Emotional understanding and Interoception
Emotions such as anxiety and excitement can stimulate the functioning of internal organs, and this is linked to hormonal effects caused by adrenaline.
Our body sensations are very closely linked to our feelings and emotions. Anxiety causes a rapid heart rate, and increased shallow breathing, as well as sometimes affecting digestion.
Many of our body’s reactions help people to notice and understand emotions including feelings of tension and relaxation.
These feelings can sometimes be confusing and worrying and can sometimes be linked to difficulties with control of the bowel and bladder.
There is increasing understanding about the complex interaction of body signals, emotions and learning in children.
It is important to understand the impact of internal sensations on children’s toilet training and take these into consideration to tailor programmes to meet their specific needs.

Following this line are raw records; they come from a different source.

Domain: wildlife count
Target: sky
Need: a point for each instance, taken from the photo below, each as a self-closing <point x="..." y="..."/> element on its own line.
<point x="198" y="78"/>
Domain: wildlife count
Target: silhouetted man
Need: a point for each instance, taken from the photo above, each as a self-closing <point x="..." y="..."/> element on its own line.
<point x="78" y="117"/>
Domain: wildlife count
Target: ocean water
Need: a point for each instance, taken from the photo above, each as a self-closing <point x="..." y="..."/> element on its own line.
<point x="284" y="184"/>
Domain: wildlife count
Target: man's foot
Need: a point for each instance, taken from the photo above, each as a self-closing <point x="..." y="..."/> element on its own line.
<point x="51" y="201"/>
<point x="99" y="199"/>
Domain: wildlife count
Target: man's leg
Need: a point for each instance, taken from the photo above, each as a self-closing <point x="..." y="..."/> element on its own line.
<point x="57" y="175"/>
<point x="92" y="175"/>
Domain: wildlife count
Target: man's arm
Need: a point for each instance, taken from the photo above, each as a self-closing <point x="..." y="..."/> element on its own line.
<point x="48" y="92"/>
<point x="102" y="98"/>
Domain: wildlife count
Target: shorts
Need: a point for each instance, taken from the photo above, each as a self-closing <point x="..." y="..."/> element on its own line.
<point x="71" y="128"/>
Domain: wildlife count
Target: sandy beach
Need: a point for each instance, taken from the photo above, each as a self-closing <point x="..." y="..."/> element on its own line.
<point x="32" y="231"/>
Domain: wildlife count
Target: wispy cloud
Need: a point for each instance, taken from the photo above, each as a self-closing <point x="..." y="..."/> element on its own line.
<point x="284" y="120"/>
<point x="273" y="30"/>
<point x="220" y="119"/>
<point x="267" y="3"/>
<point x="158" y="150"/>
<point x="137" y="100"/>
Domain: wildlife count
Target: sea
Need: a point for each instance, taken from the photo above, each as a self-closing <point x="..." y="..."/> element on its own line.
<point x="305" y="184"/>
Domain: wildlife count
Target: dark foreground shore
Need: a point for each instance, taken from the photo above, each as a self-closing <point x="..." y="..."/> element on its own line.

We are also learning more about this and this will be helpful for children and families in future.
Children with autism
Autistic children with sensory difficulties may have more difficulty in understanding and noticing their body signals. It can take them longer to make sense of what they mean. If this is not appreciated it can be mistaken for laziness or lack of co-operation.
These children may need more help and prompts to achieve a reliable awareness of toileting needs and become clean and dry.
They do usually achieve this, but it may be more difficult and they often need more support.
How to help children understand their sensations
- Identify and understand how a child is feeling and responding
- Talk to children and help them understand how their body is feeling.
- Help them understand how their body works, videos, pictures and stories can help
- Help them to understand the difference between the feelings of normal bowel activity, discomfort and pain
- Explore the size of pain and discomfort, with showing with their hands the size; score out of 10-; a bit, a lot, loads, huge.
- If children are having difficulty noticing and understanding their body sensations:
- Link body feelings to routines and other activities, e.g. we sit on the toilet before football, or play time.
- Use other cues reminders and prompts e.g. picture cues alarms, vibrating watches
- Reward effort as much as success
Older children and teenagers
Body awareness can cause problem for older children. It is never too late to help children tune into their body sensations.
Ways to do this include:
Talking to your child and helping them practice noticing how their body is feeling.
Some children enjoy the ‘be a scientist’ approach to keep a record of their wee and poo and their sensations, which may help their understanding.
Help may be needed for some such as with timers or visual cues, and reminders linked to day time routines.
Body awareness signals may be more difficult to notice as social and educational demands increase as young people grow older. Increased internal body signals can also occur with anxiety, especially about toilets and be linked to holding in the wee and poo, or sometimes going to the toilet more often. Understanding this can be helpful to work out solutions.
Research has found that children don’t receive as many sensations from neurological receptor stimuli in the brain when they are absorbed in activities, such as when playing on computer games.
This may be linked to the body awareness sensations being more subtle. Sensations from inside our bodies may not be as intense as other sensations and may be more difficult to notice.